High School Sweethearts, married with 3 X kids, told me she's a lesbia

My life has been turned upside down the last few days

My wife told me a few days ago that she has come to realise, that she is not attracted to me, not any other man (has not been for quite some time) and she is attracted to women.

She loves me, I know that she does, but she is not in love with me.

We had a break about 15 years ago, because she cheated on me, and during this break, she had hooked up with a girl.

In the time since, I've often 'joked' that she was Bi - I have always known she liked girls, but just accepted it.

My wife also was sexually abused as a child (she had a terrible childhood) and we both refer to our meeting in high school as me 'saving her' from that environment.

I think I bring her comfort, security and safety, which was lacking for her childhood. Over the last couple of days, she has given me more detail about the abuses she experienced, and quite frankly, is amazing she is still here.

I've spent the last few days, disappointed in myself for not seeing all the signs;

She never initiated sex. Ever. She has told me now that she loves me kissing her and touching her, but the actual sex she finds uncomfortable and has been for a long time.

When I would ask her after, "was that nice" or "did you like they" she would only ever agree with what I said.

She has never reached out to touch me

She has never sent me a cheeky text

She has never commented on my appearance or body

She would often pretend she was tired, or worse still, that she was asleep when I would try to initiate sex.

Its so hard... She is my princess.
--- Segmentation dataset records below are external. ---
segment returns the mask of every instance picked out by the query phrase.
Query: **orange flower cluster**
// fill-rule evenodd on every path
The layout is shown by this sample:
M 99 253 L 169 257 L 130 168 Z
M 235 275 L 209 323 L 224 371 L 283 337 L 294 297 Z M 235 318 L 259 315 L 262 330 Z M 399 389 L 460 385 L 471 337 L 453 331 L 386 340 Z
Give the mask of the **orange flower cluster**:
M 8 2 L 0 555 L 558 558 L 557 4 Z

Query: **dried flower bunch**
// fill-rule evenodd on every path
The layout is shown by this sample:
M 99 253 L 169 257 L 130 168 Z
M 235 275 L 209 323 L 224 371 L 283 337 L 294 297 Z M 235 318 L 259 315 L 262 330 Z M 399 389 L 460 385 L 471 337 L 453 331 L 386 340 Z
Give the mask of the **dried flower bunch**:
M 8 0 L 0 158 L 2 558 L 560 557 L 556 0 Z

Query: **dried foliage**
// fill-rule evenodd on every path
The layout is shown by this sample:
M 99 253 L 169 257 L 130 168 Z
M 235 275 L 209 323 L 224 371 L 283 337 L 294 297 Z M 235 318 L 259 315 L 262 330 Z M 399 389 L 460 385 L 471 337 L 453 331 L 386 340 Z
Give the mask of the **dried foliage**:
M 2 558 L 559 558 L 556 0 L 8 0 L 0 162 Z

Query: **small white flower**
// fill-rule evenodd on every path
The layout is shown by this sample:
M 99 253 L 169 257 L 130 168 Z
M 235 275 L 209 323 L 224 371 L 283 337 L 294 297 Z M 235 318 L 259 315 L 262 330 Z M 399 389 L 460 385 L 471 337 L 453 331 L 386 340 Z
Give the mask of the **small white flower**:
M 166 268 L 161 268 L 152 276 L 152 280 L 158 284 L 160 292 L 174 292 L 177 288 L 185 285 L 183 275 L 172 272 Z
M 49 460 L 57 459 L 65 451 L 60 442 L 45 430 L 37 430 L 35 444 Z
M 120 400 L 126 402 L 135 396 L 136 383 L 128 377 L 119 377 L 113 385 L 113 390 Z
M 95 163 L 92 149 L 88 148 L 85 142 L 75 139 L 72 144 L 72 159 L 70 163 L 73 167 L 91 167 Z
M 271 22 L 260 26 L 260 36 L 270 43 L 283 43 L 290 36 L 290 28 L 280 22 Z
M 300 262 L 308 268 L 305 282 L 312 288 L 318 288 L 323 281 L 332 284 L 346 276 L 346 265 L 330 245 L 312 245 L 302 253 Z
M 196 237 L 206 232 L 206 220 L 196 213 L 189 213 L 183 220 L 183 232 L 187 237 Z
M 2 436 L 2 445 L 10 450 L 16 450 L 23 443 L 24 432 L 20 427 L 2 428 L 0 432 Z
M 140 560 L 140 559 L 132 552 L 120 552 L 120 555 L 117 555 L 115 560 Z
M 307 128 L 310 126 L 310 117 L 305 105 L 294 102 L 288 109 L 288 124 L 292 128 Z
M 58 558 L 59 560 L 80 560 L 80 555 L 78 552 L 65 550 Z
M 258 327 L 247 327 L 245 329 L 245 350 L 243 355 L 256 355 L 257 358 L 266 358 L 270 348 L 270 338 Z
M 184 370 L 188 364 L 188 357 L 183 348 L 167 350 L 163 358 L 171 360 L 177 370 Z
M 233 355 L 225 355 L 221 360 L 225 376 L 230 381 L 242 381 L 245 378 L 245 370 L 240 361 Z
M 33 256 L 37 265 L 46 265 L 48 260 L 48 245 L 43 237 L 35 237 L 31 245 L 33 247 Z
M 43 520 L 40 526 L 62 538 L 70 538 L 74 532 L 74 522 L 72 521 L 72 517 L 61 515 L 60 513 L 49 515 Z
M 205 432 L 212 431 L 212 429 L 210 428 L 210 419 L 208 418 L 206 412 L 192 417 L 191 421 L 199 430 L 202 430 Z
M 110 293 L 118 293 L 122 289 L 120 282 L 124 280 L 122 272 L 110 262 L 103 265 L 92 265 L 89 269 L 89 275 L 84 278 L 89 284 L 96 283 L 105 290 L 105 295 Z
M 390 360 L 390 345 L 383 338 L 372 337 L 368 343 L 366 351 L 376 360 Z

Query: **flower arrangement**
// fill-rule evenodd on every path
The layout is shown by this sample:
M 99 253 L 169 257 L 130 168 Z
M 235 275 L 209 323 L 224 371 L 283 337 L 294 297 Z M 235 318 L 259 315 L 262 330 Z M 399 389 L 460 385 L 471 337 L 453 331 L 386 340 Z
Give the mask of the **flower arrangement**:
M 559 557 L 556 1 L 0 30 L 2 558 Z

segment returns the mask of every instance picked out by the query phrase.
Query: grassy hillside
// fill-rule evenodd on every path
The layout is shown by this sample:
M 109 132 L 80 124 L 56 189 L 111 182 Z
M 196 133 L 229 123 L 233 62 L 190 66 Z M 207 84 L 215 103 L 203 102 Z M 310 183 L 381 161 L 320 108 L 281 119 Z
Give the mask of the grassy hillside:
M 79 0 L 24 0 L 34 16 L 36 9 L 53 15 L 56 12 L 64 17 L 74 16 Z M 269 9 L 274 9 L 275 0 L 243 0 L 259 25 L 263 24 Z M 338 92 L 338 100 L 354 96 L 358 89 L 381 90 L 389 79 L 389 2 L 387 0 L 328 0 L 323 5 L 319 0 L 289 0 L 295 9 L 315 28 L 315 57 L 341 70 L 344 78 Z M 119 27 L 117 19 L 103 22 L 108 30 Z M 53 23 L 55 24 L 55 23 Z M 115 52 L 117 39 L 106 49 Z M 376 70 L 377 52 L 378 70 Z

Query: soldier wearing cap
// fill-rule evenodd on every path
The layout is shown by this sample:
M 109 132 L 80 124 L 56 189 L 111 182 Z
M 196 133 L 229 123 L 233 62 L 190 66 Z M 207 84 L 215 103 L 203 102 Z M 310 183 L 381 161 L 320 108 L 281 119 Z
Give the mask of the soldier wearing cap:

My dream girl. My forever person. I look at old pictures, and they seem fake or staged now. My kids want and need to be with their mum, but I'm upset I have to give up time with them.

I said to her, they after the initial shock or sadness is I've, it must be exciting to think about connecting with a girl. She has effectively been living a lie all of this time. But I don't want to go and find someone or meet someone.

I do wonder what it must be like to feel wanted, ity feel lusted after, but I don't know if I will ever trust someone or have the confidence, let alone know where to start.

Its been great to find this forum. And even just to write this out. I don't want to tell my family yet and I have no one to talk to. She has lesbian friends and close friend she has been talking to, but this is new information to me and I don't have anyone to talk to.

Thanks for reading. I'll keep scrolling through the forum to get and make some sense of this. Thanks.